I'm reading the book, second edition, and the reference Figure 6.2 has not MD as dest instruction, but DM, so I did not implemented my assembler with MD. Is it a mistake by me? Do I have to implement DM and MD, AM and MA... or is a script's error?
The first edition of the book has an inconsistency in the specification that was corrected in the second edition. This is going to cause some confusion for people that use both editions (or classes in which different students use different editions).
In the first edition, the ordering of the destination bits in the Hack opcodes is ADM (Figure 4.4), but the bit ordering in the Hack Assembly Language specification (same Figure) is AMD. This is a common source of errors when students are implementing their assembler because they can easily switch the M and the D destination bits.
The authors have addressed this in the second edition by making the mnemonics consistent with the hardware bit ordering. The new software tools, when they are finished, are also supposed to be strictly compliant (the current ones are too permissive in what they will accept).

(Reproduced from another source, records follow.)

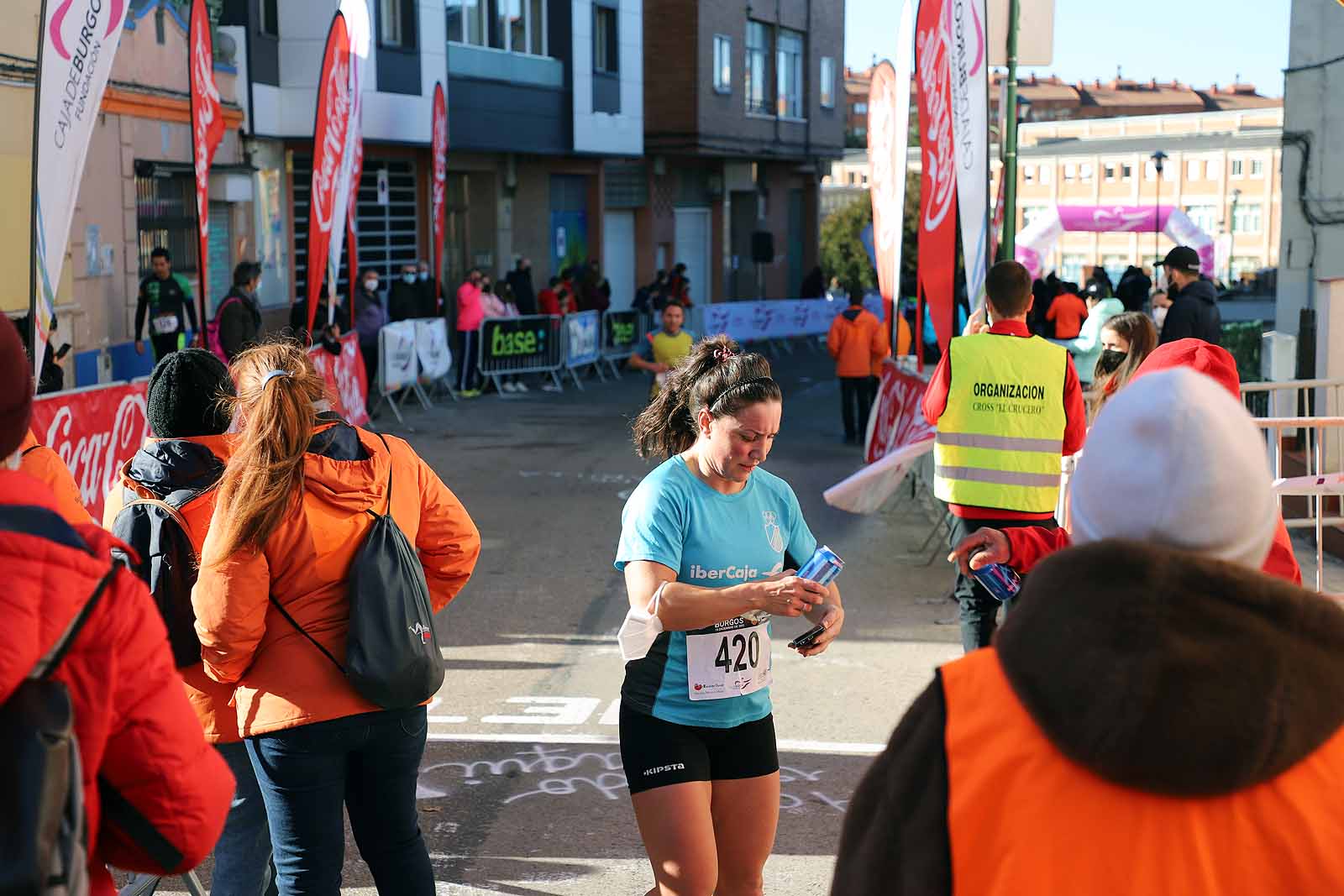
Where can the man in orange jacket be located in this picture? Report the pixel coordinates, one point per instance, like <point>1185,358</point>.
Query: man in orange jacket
<point>1156,716</point>
<point>155,794</point>
<point>47,468</point>
<point>858,342</point>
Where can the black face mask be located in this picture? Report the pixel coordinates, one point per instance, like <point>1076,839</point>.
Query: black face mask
<point>1110,360</point>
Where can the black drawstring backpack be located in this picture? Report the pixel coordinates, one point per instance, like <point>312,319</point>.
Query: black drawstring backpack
<point>391,653</point>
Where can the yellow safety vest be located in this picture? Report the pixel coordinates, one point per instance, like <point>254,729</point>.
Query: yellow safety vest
<point>669,349</point>
<point>1001,432</point>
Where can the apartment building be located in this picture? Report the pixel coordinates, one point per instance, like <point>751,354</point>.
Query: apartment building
<point>749,117</point>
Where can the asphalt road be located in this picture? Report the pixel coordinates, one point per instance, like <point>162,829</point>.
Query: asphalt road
<point>522,789</point>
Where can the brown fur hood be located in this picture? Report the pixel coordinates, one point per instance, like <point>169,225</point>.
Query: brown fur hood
<point>1173,673</point>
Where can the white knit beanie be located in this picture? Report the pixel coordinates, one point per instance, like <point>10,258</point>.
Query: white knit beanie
<point>1176,461</point>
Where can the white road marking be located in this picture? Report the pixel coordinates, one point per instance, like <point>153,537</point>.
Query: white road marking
<point>786,745</point>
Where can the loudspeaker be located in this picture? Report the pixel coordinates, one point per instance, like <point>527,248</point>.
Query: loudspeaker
<point>763,248</point>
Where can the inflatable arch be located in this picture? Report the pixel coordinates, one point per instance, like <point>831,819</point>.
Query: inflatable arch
<point>1035,242</point>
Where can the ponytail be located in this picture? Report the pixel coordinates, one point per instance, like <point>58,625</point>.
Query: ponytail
<point>277,392</point>
<point>714,376</point>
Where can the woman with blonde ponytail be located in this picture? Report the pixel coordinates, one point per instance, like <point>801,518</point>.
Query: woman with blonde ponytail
<point>709,546</point>
<point>293,508</point>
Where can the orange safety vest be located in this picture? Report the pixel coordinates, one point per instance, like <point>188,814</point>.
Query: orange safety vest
<point>1023,819</point>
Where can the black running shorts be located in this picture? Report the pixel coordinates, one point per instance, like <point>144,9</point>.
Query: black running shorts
<point>658,752</point>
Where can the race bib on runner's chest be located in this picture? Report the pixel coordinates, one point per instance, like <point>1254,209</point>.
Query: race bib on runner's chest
<point>165,324</point>
<point>727,660</point>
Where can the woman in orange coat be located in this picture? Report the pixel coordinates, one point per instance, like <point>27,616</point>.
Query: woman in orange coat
<point>291,515</point>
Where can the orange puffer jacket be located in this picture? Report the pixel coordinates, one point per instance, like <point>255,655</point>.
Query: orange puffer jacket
<point>136,731</point>
<point>858,342</point>
<point>284,681</point>
<point>158,470</point>
<point>47,468</point>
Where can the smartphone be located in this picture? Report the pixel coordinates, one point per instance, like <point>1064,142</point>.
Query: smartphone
<point>808,637</point>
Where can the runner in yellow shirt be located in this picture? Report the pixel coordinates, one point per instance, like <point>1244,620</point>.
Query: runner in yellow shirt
<point>665,348</point>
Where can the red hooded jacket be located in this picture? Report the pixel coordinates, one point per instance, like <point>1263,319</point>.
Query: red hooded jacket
<point>134,727</point>
<point>1028,546</point>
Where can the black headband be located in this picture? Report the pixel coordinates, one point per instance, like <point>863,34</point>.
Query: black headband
<point>743,385</point>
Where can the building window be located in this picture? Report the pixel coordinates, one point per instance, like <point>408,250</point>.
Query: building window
<point>790,76</point>
<point>605,39</point>
<point>396,29</point>
<point>1247,219</point>
<point>722,63</point>
<point>517,26</point>
<point>270,18</point>
<point>1205,217</point>
<point>828,82</point>
<point>759,51</point>
<point>1245,266</point>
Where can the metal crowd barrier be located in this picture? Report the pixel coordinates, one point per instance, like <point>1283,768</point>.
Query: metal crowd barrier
<point>503,347</point>
<point>1326,483</point>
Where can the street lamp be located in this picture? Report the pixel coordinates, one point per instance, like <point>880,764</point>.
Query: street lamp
<point>1159,157</point>
<point>1231,235</point>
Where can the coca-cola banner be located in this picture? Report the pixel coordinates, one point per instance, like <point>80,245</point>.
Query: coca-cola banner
<point>938,181</point>
<point>438,145</point>
<point>329,132</point>
<point>897,417</point>
<point>77,43</point>
<point>889,136</point>
<point>898,437</point>
<point>94,432</point>
<point>207,129</point>
<point>344,375</point>
<point>964,23</point>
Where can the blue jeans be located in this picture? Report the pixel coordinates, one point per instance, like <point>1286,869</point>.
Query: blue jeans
<point>369,763</point>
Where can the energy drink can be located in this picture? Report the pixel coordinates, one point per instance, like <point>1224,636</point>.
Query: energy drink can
<point>823,567</point>
<point>999,580</point>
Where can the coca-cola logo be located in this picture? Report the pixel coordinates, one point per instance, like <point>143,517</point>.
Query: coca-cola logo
<point>335,116</point>
<point>882,137</point>
<point>96,457</point>
<point>934,83</point>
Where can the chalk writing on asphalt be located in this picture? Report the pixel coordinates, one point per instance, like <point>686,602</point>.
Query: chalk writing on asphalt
<point>544,772</point>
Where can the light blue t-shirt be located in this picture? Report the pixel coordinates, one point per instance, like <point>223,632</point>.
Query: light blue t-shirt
<point>712,540</point>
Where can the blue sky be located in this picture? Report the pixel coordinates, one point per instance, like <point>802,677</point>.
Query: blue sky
<point>1207,42</point>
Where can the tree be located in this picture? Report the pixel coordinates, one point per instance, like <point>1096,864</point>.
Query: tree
<point>843,253</point>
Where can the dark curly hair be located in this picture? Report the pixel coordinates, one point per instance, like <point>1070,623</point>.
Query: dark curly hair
<point>714,376</point>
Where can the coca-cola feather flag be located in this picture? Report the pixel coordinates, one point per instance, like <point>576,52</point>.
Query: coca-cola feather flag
<point>329,132</point>
<point>207,129</point>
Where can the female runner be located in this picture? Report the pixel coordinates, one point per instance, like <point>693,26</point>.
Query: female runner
<point>706,539</point>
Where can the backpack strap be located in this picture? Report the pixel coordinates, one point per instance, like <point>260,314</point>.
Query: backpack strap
<point>163,506</point>
<point>58,652</point>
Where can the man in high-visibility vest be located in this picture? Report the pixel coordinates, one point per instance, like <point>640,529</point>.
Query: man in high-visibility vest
<point>1007,406</point>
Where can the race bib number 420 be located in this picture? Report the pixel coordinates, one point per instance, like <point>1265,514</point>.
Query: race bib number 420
<point>729,660</point>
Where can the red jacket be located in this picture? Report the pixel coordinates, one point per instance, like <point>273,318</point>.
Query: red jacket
<point>1075,430</point>
<point>134,726</point>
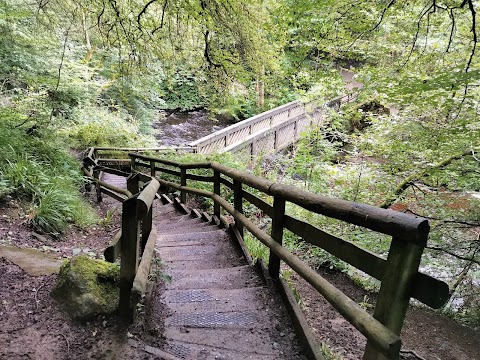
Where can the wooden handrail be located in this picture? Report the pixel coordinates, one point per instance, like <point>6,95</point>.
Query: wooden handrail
<point>398,286</point>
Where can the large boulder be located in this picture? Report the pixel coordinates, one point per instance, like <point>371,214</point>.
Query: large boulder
<point>86,287</point>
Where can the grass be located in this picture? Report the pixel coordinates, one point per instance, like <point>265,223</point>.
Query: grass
<point>39,169</point>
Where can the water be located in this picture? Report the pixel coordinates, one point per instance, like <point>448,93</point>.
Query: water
<point>181,128</point>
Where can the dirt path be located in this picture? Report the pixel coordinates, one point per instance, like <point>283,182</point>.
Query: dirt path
<point>34,327</point>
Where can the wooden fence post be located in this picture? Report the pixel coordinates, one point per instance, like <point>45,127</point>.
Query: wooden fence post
<point>129,255</point>
<point>98,190</point>
<point>238,202</point>
<point>277,235</point>
<point>183,182</point>
<point>132,183</point>
<point>152,169</point>
<point>146,229</point>
<point>216,190</point>
<point>394,297</point>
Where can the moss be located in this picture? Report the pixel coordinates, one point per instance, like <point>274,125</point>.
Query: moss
<point>86,287</point>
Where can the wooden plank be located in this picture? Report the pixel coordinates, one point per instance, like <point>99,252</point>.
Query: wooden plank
<point>168,171</point>
<point>146,197</point>
<point>216,189</point>
<point>227,183</point>
<point>246,178</point>
<point>383,338</point>
<point>394,295</point>
<point>112,252</point>
<point>130,254</point>
<point>259,203</point>
<point>183,182</point>
<point>428,290</point>
<point>344,250</point>
<point>113,194</point>
<point>200,178</point>
<point>112,171</point>
<point>234,231</point>
<point>303,329</point>
<point>278,221</point>
<point>141,278</point>
<point>238,202</point>
<point>407,227</point>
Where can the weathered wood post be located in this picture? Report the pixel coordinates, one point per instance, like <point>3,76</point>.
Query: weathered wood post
<point>276,234</point>
<point>145,209</point>
<point>394,297</point>
<point>129,253</point>
<point>216,190</point>
<point>132,163</point>
<point>183,182</point>
<point>153,172</point>
<point>98,190</point>
<point>146,229</point>
<point>132,183</point>
<point>238,202</point>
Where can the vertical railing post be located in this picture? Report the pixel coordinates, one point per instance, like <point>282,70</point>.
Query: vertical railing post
<point>183,182</point>
<point>238,202</point>
<point>277,235</point>
<point>394,296</point>
<point>153,172</point>
<point>98,190</point>
<point>146,228</point>
<point>132,184</point>
<point>132,163</point>
<point>129,255</point>
<point>216,190</point>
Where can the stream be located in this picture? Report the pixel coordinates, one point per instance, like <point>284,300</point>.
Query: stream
<point>181,128</point>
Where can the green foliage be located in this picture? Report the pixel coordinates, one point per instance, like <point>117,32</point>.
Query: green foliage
<point>94,126</point>
<point>38,169</point>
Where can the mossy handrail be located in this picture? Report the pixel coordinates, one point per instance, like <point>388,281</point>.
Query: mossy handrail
<point>409,237</point>
<point>130,242</point>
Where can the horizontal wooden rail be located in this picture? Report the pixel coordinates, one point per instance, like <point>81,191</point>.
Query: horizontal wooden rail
<point>261,122</point>
<point>398,273</point>
<point>384,339</point>
<point>410,228</point>
<point>114,188</point>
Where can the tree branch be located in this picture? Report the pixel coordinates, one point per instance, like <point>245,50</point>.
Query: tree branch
<point>407,182</point>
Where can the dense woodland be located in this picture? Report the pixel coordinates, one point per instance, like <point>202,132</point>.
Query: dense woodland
<point>80,73</point>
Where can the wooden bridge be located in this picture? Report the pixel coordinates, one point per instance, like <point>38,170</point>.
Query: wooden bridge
<point>270,131</point>
<point>211,269</point>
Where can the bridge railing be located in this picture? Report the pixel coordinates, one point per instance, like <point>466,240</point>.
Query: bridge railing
<point>399,276</point>
<point>236,133</point>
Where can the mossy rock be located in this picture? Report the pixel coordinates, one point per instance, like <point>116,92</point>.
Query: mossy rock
<point>87,287</point>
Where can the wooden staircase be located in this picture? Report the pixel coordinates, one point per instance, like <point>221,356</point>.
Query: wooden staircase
<point>217,305</point>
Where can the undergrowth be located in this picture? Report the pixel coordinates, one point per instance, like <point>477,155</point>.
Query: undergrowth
<point>38,168</point>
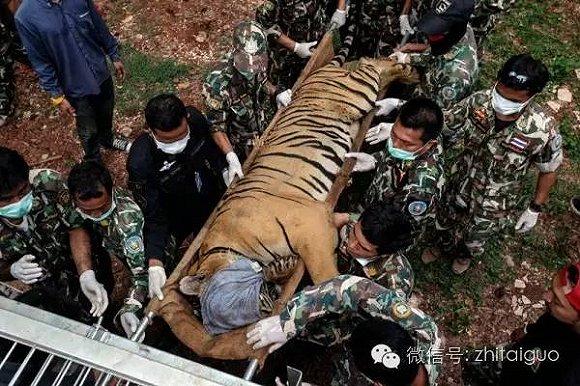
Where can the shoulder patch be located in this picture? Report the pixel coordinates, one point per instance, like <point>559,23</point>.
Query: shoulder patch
<point>134,244</point>
<point>417,208</point>
<point>401,310</point>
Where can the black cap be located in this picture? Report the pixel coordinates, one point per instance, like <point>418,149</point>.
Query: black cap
<point>445,15</point>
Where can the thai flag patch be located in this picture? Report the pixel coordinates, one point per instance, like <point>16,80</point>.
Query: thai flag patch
<point>517,143</point>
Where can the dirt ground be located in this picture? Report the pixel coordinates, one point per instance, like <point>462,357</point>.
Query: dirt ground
<point>197,33</point>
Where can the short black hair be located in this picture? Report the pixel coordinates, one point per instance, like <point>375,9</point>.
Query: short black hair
<point>87,180</point>
<point>13,170</point>
<point>164,112</point>
<point>523,72</point>
<point>387,227</point>
<point>422,114</point>
<point>370,333</point>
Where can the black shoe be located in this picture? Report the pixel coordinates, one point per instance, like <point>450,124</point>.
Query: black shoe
<point>121,143</point>
<point>575,205</point>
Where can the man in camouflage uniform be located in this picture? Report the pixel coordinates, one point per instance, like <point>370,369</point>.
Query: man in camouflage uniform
<point>113,215</point>
<point>35,226</point>
<point>238,94</point>
<point>448,63</point>
<point>486,15</point>
<point>409,170</point>
<point>495,136</point>
<point>374,27</point>
<point>328,314</point>
<point>10,50</point>
<point>293,28</point>
<point>372,244</point>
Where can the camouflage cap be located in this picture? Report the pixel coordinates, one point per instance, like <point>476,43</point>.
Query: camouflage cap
<point>250,48</point>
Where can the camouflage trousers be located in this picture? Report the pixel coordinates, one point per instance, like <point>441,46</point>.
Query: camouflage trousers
<point>462,232</point>
<point>6,86</point>
<point>486,15</point>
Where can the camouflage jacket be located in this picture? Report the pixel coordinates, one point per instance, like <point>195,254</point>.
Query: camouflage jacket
<point>391,271</point>
<point>415,184</point>
<point>44,233</point>
<point>496,162</point>
<point>326,314</point>
<point>240,108</point>
<point>449,78</point>
<point>301,20</point>
<point>122,234</point>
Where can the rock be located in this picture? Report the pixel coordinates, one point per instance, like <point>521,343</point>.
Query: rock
<point>554,106</point>
<point>526,265</point>
<point>564,95</point>
<point>519,284</point>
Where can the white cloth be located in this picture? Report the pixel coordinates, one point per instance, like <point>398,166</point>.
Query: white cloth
<point>267,332</point>
<point>364,161</point>
<point>304,50</point>
<point>527,221</point>
<point>25,270</point>
<point>95,292</point>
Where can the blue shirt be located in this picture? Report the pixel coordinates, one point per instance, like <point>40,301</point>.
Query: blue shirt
<point>67,44</point>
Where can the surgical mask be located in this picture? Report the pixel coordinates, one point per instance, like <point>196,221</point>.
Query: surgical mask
<point>175,147</point>
<point>17,209</point>
<point>504,106</point>
<point>403,155</point>
<point>101,217</point>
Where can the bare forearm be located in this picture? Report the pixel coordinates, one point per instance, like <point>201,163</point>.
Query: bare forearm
<point>80,244</point>
<point>543,187</point>
<point>222,141</point>
<point>407,7</point>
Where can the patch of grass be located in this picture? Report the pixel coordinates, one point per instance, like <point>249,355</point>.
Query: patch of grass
<point>147,76</point>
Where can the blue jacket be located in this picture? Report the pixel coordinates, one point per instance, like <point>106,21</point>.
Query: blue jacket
<point>67,44</point>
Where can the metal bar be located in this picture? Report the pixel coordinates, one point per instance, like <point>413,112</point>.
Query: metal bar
<point>42,370</point>
<point>62,373</point>
<point>251,370</point>
<point>22,366</point>
<point>142,326</point>
<point>8,355</point>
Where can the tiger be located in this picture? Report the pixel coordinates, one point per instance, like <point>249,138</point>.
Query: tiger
<point>277,211</point>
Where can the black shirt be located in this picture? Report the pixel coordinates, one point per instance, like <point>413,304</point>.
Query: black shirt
<point>176,192</point>
<point>545,335</point>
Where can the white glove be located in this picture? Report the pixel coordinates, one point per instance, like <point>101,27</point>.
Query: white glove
<point>157,280</point>
<point>338,18</point>
<point>527,221</point>
<point>400,57</point>
<point>284,98</point>
<point>234,167</point>
<point>267,332</point>
<point>25,270</point>
<point>364,161</point>
<point>95,292</point>
<point>130,322</point>
<point>378,133</point>
<point>304,49</point>
<point>387,105</point>
<point>405,25</point>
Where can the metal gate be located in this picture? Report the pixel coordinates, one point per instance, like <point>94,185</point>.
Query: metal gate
<point>38,348</point>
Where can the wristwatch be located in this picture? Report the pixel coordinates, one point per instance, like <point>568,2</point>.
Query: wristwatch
<point>538,208</point>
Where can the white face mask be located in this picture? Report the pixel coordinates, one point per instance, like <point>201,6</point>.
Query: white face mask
<point>173,147</point>
<point>504,106</point>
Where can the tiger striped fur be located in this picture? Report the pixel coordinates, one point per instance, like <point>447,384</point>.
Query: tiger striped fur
<point>278,210</point>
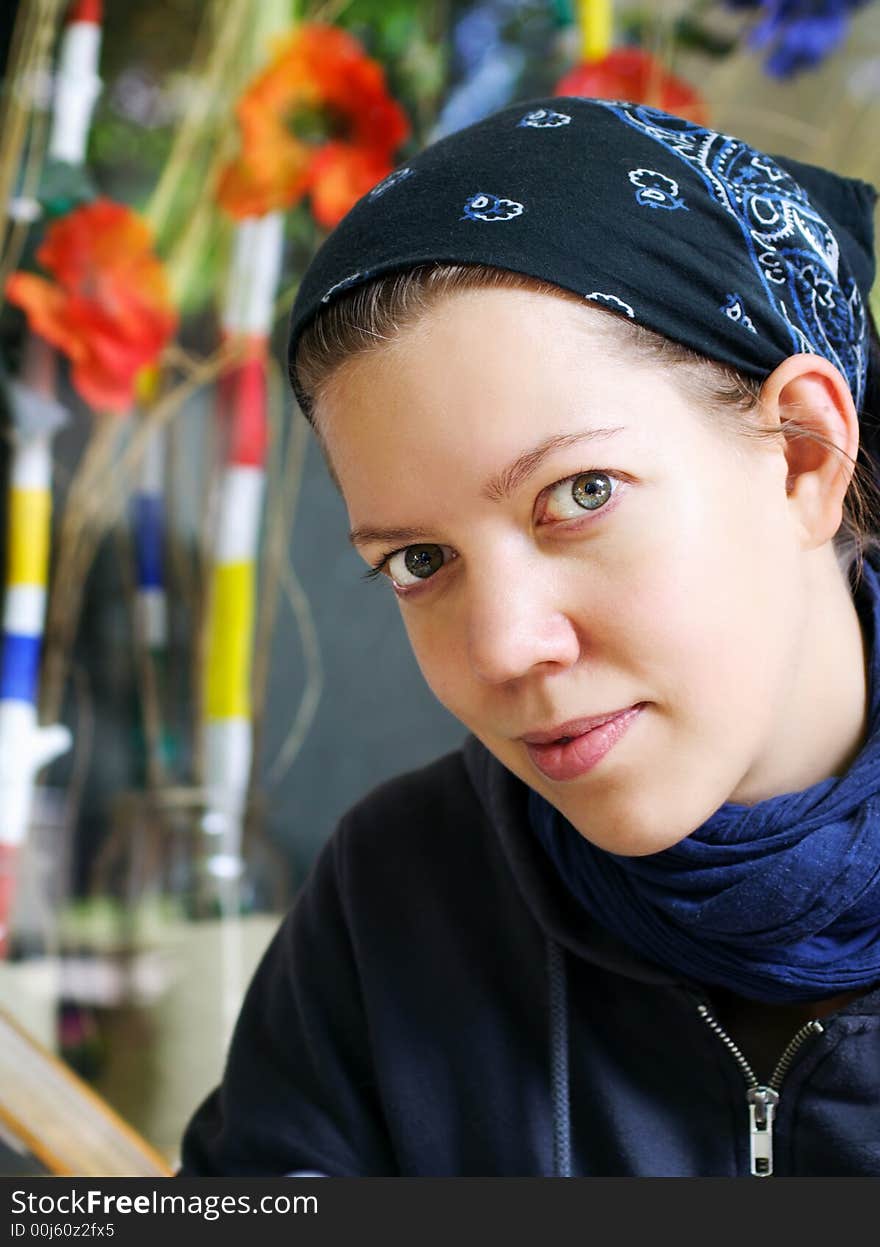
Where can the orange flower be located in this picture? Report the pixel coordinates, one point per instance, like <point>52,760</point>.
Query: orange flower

They probably have not caught all the places where example code uses the old ordering, and that is going to be an ongoing thorn in their side. I don't know if the second edition (I haven't received a final copy yet) makes it explicit that there was this change. It really should.
To more directly answer your question, you should only have to implement the mnemonics that are explicitly given by the instruction set architecture (ISA). It is best to think of "AM" as not being two independent pieces of information that happen to be placed next to each other, but rather a code word that has a specific meaning.
Instead of "AM", they could have chosen "BOB" to mean that both the A and the M registers get written to, while SUE could mean write to the D and the M registers. You would not expect an assembler to recognize USE as being equivalent to SUE just because it uses the same three letters but in a different order. The same is true with the opcode mnemonics. D+M is not a mathematical expression, but merely a codeword. We would not expect +DM and DM+ to be recognized, so there is no reason to expect M+D to be recognized.
Because we try to choose mnemonics that make it easy for humans to remember what they mean, we can fall into the trap of reading more into them than is really there.